Ochtrup
Clara Glowacz: Guten Tag.
Schwester Berthilda: Ah! Guten Tag, mein Kind. Du musst Clara sein. Ich bin Schwester Berthilda, die Leiterin des Marienheimes. Du willst also bei den Gebrüdern Laurenz in der Weberei arbeiten?
Du siehst mir aber noch sehr jung aus!
Clara: Ich bin geboren am 04.08.1882 und 15 Jahre alt, Schwester Berthilda.
Berthilda: So so. Und wo kommst du her?
Clara: Aus Gelsenkirchen, Schwester Berthilda.
Berthilda: Eines will ich dir sagen: Du hast ein großes Glück gehabt, dass du hier bei den Gebrüdern Laurenz eine Anstellung gefunden hast. Hier verdienst du ehrliches Geld und musst dir keine Sorgen darüber machen, wo du unterkommst. Die Gebrüder Laurenz sind sehr gottesfürchtige Leute, die für ihre Arbeiter nur das Beste wollen. Deshalb gibt es dieses Marienheim für minderjährige Mädchen, in das du nun aufgenommen wirst. Meine Mitschwestern und ich werden uns um dich kümmern, mein Kind.
Für Unterkunft, Kost und Wäsche wirst du 4,50 Mark die Woche zahlen.
Clara: Aber so viel Geld habe ich nicht!
Berthilda: Dummerchen! Das Geld wird sofort von deinem Lohn abgezogen. Da musst du dich also nicht drum scheren! Überhaupt wirst du an jedem Lohntag deinem Lohn bei mir abgeben. Was nach Abzug der 4,50 Mark übrig bleibt, werde ich für dich bei der Sparkasse anlegen, so dass du später ein hübsches Sümmchen beieinander hast.
Clara: Aber wenn ich einmal Geld brauche, für Seife oder Kleidung...
Berthilda : Dann kommst du zu mir und ich gebe es dir! Nun sieh mich nicht so an! Sei lieber dankbar dafür, dass die Gebrüder Laurenz sich so um deine Zukunft kümmern! Du wirst hier im Marienheim sogar das Handarbeiten lernen, dazu Kochen, Nähen und Haushaltsführung. Alles das wird dir ungeheuer helfen, einmal eine gute Hausfrau und Mutter zu sein!

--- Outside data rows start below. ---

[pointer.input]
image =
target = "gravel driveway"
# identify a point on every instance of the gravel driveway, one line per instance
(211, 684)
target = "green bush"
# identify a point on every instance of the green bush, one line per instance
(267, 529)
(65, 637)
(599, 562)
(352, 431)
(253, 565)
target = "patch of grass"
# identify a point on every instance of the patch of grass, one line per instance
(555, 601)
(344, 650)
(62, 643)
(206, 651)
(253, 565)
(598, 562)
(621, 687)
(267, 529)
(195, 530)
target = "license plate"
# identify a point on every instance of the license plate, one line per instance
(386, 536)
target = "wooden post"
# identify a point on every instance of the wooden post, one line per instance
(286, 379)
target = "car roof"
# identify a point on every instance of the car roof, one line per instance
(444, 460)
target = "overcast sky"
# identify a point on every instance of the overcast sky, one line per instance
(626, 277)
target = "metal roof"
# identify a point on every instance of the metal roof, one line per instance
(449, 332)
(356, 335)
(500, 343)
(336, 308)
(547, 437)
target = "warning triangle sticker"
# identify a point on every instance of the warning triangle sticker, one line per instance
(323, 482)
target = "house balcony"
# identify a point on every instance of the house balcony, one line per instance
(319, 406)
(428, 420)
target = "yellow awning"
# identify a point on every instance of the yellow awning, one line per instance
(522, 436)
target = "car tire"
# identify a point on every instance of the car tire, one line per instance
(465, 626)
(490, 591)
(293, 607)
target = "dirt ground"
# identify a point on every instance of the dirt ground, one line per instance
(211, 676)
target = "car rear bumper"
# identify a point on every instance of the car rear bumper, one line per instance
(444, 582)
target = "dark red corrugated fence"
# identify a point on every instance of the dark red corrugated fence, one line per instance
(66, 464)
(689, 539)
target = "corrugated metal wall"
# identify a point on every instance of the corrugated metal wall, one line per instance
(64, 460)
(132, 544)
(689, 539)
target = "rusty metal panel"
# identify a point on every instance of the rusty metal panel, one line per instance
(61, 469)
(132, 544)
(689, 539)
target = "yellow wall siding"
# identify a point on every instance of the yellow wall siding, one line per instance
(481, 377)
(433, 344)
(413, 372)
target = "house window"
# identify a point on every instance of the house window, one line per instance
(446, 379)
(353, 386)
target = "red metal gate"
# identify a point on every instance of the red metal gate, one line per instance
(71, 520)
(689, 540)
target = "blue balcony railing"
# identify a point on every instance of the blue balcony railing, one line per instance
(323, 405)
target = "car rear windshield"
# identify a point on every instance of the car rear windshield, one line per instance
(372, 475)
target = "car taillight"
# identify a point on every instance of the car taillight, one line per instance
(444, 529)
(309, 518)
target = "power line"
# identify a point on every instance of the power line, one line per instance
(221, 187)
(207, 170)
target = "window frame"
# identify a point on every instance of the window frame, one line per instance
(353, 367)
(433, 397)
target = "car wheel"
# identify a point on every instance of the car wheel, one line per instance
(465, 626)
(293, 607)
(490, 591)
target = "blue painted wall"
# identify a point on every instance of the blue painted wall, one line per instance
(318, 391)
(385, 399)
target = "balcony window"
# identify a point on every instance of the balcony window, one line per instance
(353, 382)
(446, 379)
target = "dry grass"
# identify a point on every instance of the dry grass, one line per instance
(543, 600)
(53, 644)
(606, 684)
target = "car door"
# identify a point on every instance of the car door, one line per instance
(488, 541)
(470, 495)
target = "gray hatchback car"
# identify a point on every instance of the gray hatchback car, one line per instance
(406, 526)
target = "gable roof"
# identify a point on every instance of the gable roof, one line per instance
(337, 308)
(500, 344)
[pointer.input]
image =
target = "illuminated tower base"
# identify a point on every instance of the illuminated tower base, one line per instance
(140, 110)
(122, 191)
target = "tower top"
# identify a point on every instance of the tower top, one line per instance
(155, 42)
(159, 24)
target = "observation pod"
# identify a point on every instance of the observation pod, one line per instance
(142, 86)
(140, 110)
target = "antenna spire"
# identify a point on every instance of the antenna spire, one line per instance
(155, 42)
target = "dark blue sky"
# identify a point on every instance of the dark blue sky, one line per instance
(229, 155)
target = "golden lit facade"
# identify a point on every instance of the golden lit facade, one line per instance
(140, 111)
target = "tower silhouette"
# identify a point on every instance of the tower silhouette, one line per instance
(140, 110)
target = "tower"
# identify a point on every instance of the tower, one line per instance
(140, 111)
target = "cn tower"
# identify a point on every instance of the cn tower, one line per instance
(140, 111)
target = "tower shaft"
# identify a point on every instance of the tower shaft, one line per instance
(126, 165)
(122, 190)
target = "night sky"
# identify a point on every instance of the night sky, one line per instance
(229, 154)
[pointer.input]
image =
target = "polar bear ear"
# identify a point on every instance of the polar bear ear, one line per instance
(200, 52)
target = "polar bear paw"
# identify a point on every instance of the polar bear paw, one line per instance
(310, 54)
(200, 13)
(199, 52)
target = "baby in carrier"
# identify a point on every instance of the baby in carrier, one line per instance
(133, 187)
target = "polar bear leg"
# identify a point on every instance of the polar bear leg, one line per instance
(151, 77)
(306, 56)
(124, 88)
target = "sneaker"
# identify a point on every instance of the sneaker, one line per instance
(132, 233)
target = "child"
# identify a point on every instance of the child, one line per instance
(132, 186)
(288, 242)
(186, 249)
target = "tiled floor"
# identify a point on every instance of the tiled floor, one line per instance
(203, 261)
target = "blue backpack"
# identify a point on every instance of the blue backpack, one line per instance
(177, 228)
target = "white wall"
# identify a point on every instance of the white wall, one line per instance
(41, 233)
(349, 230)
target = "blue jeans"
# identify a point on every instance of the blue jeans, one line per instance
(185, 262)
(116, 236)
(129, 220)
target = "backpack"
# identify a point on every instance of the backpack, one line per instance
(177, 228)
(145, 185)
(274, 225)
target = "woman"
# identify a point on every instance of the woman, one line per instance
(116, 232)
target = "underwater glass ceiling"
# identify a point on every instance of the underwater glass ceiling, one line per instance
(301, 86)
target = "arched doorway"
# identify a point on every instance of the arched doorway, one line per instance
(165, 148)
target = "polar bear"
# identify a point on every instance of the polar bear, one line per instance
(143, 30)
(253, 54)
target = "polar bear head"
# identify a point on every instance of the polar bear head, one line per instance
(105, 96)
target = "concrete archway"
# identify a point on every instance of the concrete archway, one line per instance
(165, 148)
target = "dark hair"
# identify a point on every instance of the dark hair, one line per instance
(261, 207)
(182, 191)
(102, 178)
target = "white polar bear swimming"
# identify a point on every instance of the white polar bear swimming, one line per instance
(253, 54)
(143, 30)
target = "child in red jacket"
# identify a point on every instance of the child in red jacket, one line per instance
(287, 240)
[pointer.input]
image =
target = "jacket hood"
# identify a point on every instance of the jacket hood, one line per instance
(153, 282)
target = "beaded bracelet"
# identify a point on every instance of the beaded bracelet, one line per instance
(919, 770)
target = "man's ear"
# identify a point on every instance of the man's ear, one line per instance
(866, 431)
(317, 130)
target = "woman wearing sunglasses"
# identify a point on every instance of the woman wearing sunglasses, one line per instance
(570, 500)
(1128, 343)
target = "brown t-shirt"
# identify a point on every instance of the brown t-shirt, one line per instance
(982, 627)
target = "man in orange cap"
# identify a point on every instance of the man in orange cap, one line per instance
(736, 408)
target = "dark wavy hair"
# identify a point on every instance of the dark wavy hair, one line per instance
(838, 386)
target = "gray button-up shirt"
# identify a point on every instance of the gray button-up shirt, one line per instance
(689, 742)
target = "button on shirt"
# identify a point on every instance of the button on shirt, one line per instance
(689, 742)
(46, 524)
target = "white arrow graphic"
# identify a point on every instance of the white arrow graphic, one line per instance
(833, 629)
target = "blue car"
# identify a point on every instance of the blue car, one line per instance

Aber nun komm. Ich zeige dir deine Bettstelle.
Ich bringe dich hier unter, im großen Schlafsaal. Du bist neu und kannst die Gesellschaft gut gebrauchen. 25 andere Mädchen werden mit dir zusammen hier nächtigen. Neben deinem Bett hast du ein Tischchen, Schüssel und Krug zum Waschen und einen Kleiderschrank. Das alles muss natürlich sauber und ordentlich gehalten werden! Da lasse ich überhaupt nicht mit mir spaßen!
Zwischen 21 und 22 Uhr ist Nachtruhe, um 6 Uhr wird aufgestanden. Die Hausordnung ist unbedingt einzuhalten! Als frommes und gottesfürchtiges Kind erwarte ich dich außerdem sonntags in der Messe. Du siehst, du hast hier also alles, was du brauchst.
Clara: Darf ich denn auch irgendwann einmal nach Hause fahren?
Berthilda: Aber Kind, dein Zuhause ist jetzt hier. Zu verreisen oder auszugehen kostet ohnehin nur Geld und ist auch gar nicht gut für dich! Wenn du aber unbedingt einmal deine Eltern sehen willst, werde ich dir das nach einer Weile sicher erlauben.
Bleib du nur immer fleißig, fromm und gehorsam, dann wirst du es hier gut haben. Jedoch böse und unanständige Mädchen wollen wir hier nicht! Wenn du irgendwelche Flausen im Kopf hast, musst du uns und die Weberei sofort wieder verlassen!